THE AMERICAN RECOVERY AND REINVESTMENT ACT BUY AMERICA REQUIREMENT
The Buy America provision of the American Recovery and Reinvestment Act (ARRA or the Stimulus) mandates that:
No foreign iron, steel, or manufactured goods are permitted for use in a project for the construction, alteration, maintenance, or repair of any public building or public work if the funding for the project is made available by the ARRA.
"Public buildings or public works" covered by the requirement include – but are not limited to: "sewers," "mains," and "pumping stations."
With respect to determining whether iron and steel is "produced in the United States," implementing regulations and guidance specify that "production in the United States of the iron or steel used as construction material requires that all manufacturing processes must take place in the United States, except metallurgical processes involving refinement of steel additives." This provision appears to reflect similar Buy America provisions in the U.S. transportation laws.
It is longstanding precedent of the Federal Highway Administration (FHWA) Buy America provision – upon which the Stimulus Act’s Buy America provision is based – that with respect to iron and steel, "produced in the United States" means that "all manufacturing processes must take place domestically." FHWA has stated that with respect to iron and steel, "[m]anufacturing begins with the initial melting and mixing, and continues through the coating stage. Any process which modifies the chemical content, the physical size or shape, or the final finish is considered a manufacturing process. These processes include rolling, extruding, machining, bending, grinding, drilling and coating. "Coating" includes epoxy coating, galvanizing, painting, or any other coating that protects or enhances the value of the material."
In addition, the FHWA has confirmed that grants made by it for federal aid highway projects using ARRA funds will be subject to the existing FHWA Buy America requirements.
There are three principal exceptions under U.S. domestic law to the Buy America requirement.
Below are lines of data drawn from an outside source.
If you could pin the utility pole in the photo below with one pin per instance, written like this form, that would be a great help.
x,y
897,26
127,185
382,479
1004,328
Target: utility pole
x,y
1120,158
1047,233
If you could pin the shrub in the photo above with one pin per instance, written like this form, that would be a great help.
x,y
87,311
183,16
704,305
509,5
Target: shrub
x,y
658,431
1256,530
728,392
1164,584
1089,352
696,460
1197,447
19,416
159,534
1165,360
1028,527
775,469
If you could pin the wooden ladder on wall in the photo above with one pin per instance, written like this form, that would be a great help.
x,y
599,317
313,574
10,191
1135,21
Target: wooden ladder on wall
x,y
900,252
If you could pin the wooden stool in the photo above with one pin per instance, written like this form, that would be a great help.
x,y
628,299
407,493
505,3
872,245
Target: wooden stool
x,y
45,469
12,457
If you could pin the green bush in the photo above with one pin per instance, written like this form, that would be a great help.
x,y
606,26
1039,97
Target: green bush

They are:
Where applying the Buy America requirement would be inconsistent with the public interest;
Where the iron, steel, and the relevant manufactured goods are not produced in the United States in sufficient and reasonably available quantities and of a satisfactory quality; and
Where inclusion of iron, steel, and manufactured goods produced in the United States would increase the cost of the overall project by more than 25 percent.
The Stimulus contains an exception allowing a project to use foreign products only if the use of products produced in the United States will increase the cost of the "overall project" by more than 25%. This does not mean that the exception applies if the cost of the product will be 25% greater than foreign products; rather, the cost of U.S. made product must increase the cost of the entire project by more that 25%.
Although the ARRA’s Buy America section is to be applied under U.S. domestic law in a manner that is consistent with U.S. international legal obligations, The North American Free Trade Agreement (NAFTA) only compels the United States to extend equal procurement opportunity to goods and services for direct federal procurement from Canada and Mexico that have values at or above specified threshold levels. States, municipal, and other non-federal projects, which comprise the bulk of the Stimulus funding, are not covered by the NAFTA. This policy is reiterated by the FHWA in its own guidance. "Article 1001 of NAFTA expressly exempts grants, loans, cooperative agreements, and other forms of Federal financial assistance from its coverage. Unless further negotiations among the U.S., Canada and Mexico modifies {sic} NAFTA, or additional statutory requirements are implemented, the NAFTA does not affect Buy America requirements."
The Buy America mandate in the ARRA is far-reaching, and whether an exception under that statute applies in a given instance will require careful and detailed legal analysis. For example, the United States is under no obligation to give non-discriminatory national treatment to the goods and services of countries such as Brazil, China, India, and Russia, which are not parties to the World Trade Organization’s Agreement on Government Procurement or to any other international agreement on government procurement with the United States.